I'm working on an annotation system that allows a user to click on a mesh to attach a pin with a label hanging off it.

It must be possible to pin an annotation on an object that's being morphed with keyframe morph targets, so that the pin will move with the surface of the mesh.

It's mainly pretty simple, where I do a ray-intersect to find the pin position on the mesh, for the shape of the mesh at the current time within the morph targets.

Then I have, for that time instance:

  1. the 3D coordinates of the pin
  2. the triangle (ie. the indices and vertex positions of the triangle's vertices) that the pin is within
  3. the time instant

Now, if I had the 3D coordinates of the pin at each of the morph's targets, then I can simply tween the pin position, to animate it in synch with the morph.

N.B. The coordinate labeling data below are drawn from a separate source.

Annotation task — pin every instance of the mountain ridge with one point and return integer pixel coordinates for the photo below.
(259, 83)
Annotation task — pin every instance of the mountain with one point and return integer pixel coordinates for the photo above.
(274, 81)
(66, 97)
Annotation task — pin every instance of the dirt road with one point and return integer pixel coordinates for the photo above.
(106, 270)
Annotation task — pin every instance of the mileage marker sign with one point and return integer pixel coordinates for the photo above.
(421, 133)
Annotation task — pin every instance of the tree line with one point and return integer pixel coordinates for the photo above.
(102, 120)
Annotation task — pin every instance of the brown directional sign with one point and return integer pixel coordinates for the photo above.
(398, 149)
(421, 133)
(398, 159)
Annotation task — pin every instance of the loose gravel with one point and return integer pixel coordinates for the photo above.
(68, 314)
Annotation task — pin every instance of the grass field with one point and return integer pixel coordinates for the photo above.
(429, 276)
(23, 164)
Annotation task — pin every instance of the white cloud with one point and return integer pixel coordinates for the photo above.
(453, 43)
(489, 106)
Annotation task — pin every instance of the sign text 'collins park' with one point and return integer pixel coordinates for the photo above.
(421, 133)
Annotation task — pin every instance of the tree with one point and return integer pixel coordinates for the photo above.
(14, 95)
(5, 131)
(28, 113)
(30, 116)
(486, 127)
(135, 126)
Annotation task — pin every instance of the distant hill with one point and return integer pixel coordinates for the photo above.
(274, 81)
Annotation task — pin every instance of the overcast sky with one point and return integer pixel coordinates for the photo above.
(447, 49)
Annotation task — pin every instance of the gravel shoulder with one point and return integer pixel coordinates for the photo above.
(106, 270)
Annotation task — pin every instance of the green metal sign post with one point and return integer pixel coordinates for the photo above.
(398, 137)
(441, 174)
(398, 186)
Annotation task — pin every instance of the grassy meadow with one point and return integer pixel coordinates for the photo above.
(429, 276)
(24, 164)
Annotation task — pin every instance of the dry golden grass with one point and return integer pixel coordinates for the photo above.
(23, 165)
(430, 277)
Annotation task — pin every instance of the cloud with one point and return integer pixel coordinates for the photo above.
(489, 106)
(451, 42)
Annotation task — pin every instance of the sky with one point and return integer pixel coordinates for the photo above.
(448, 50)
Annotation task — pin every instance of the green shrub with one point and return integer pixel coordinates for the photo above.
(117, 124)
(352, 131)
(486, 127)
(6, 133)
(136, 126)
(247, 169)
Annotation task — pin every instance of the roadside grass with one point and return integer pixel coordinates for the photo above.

However, the challenge I is to somehow compute the position of the pin at each of the morph targets, from these three pieces of information.

Intuitively, it seems to be a matter of somehow finding some sort of coefficient (or set of coefficients) that indicates the pin's position relative to the vertices of its enclosing triangle, at the instant within the morph sequence that we attach the pin.

Then, for each other target within the morph sequence, given the morphed positions of the triangle vertices, which could be anything, somehow use the coefficient(s) to find the updated pin position, relative to the triangle's current vertex positions.

Anybody got any ideas? Math pointers etc?



You have the position of the pin and a triangle index. Compute the barycentric coordinates of the point on the triangle, with the triangle vertices in the tweened position. These barycentric coordinates can then be used to compute the position of the pin in any other tweened position by taking the triangle vertices in that new position and computing the point as:

p_transformed = tri.p0 + u * (tri.p1 - tri.p0) + v * (tri.p2 - tri.p0)

where tri is the transformed triangle, u,v are the calculated barycentric coordinates, and p_transformed is the tweened pin position. Some raycast algorithms will directly give you the barycentric (also called UV!!) coordinates, but if not you will need to calculate them from the position and (transformed) vertices using this answer.